71 days since I picked up my Alto trailer and started down the road (yeah, pun intended) towards being a full-time vagabond. At the end of May, I let the apartment go and moved everything I had left into either trailer or car (mostly trailer). And yesterday, I officially gave my notice at work that August 19th is my last day. They don’t give you any fanfare, and to them, it’s just another resignation, not the big-deal retirement thing it is for me personally.
So what have I learned in 71 days of doing this (minus 14 days of an overseas biz trip where I had to rough it in hotels with lots of hot water and free wifi…)?
Connectivity is king. And queen. And all the other pieces on the chessboard of life. I took broadband for granted when I was living in houses and apartments. Having to step down to a cell phone hotspot was quite an adjustment. It wasn’t just in the data plan limit, it was more the overall “getting on the internet” part that was challenging. Every campsite is different, and most of them don’t come with free wifi. (I know, it’s quite shocking that google free wifi hasn’t reached WA State campgrounds!). So far, I have nailed down a Verizon unlimited data plan (whee!), a cell booster, and a big antenna for that booster. Still figuring out the best way to mount the antenna, but so far, this is working pretty well (it goes inside the trailer when I am traveling).
Right behind connectivity on the pyramid of needs is power. When campsites have electric, that’s awesome. But it costs more. So my plan has been to use a mix of what WA State calls “non-electric” sites and full hookup sites and learn how much the solar panels can do with the battery and how much my power usage drains down that battery. First change I made was to get lighter-weight propane tanks and mount them on the tongue (with my friend leading the way, he loves doing this stuff and I was happy to let him figure out how to secure things so they don’t go flying off while I’m driving). Propane can power my heat and hot water and cooking when I am off the grid.

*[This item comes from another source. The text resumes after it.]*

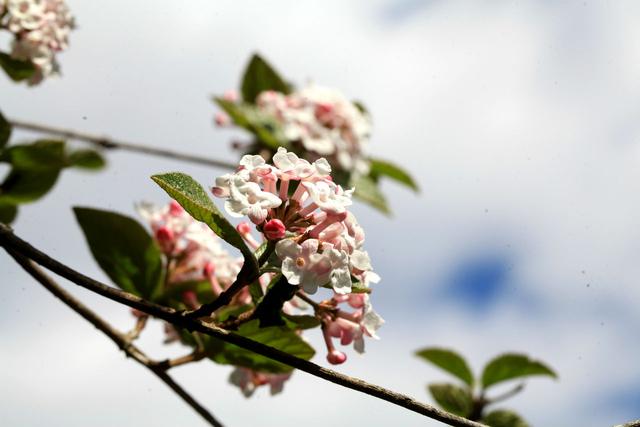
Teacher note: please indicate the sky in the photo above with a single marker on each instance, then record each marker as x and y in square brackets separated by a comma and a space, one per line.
[519, 121]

Here’s the umbilical cords when I’m at a full hookup site, minus the sewer hose, because it isn’t long enough to reach the outlet here. Electricity and power are the two I like the best: I get hot showers on demand and don’t have to worry about battery usage when I’m writing a blog post…)
I’m not yet a grillmaster. And I might never be. Figuring out what to buy, cook, and eat remains something that isn’t all that interesting to me. A bowl of cereal for dinner is often my first choice, especially after a long day. But I do set a nice table.

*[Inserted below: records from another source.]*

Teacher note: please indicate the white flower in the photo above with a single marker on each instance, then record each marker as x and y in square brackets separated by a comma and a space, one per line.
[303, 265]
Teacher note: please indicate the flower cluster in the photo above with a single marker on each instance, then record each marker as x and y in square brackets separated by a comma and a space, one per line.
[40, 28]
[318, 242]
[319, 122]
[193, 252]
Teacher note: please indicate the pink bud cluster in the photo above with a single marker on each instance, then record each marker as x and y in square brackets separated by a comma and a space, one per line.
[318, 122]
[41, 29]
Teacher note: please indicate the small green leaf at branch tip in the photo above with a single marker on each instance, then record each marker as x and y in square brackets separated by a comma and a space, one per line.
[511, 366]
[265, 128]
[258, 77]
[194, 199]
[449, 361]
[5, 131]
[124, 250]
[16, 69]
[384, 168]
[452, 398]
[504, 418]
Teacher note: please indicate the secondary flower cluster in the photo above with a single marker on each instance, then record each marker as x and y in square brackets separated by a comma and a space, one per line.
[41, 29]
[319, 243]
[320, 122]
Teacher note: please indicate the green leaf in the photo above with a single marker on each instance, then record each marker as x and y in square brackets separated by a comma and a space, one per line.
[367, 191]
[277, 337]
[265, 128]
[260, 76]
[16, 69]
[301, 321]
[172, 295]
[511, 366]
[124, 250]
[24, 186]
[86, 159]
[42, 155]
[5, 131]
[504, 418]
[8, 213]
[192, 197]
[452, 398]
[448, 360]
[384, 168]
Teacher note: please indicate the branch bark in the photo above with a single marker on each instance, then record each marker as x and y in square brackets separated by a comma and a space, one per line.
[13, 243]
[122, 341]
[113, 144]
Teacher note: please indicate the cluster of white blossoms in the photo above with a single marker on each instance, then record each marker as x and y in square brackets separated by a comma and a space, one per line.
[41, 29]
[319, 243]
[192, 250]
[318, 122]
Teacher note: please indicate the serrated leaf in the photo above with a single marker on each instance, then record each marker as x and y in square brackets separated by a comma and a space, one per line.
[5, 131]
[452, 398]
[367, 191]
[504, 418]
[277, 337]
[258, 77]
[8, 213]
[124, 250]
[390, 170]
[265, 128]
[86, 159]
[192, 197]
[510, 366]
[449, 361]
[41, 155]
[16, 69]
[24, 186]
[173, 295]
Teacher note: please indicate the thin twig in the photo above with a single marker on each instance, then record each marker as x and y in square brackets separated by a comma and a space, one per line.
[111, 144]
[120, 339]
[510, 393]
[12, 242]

I like sleeping in my little trailer. A lot. It’s a bit like a cocoon, only with a comfortable mattress. And I invested in a latex topper that provides both extra cushioning and some insulation from cold coming up from the ground. Believe me, aluminum doesn’t provide all that much insulation from the cold, cold ground. And with WA State summer missing in action this year, the overnight temps have been a bit on the chilly side. I’d post a picture of my bed, but that just feels weird so I won’t. Instead, here’s a picture of my front yard the last few days (there is another campsite about 6 feet away, so I like having my front awning mostly closed; I get the breeze but not the view of their camper.)
Working in an office while living in a trailer is a bit weird. It’s like sliding between alternate universes: one where everyone is all about high tech and videoconferences and cubicles, and the other, where I can barely find a cell phone signal, but I can hear the birds singing, the wind in the tall trees, and the rain on my roof (longest summer rain streak since 2005 here in Seattle).
I like the immediacy of living in a trailer. I can tell the weather at a glance, I have nature right outside my door, and I don’t have a lot of “stuff” to worry about. It’s very self-contained and that suits me just fine.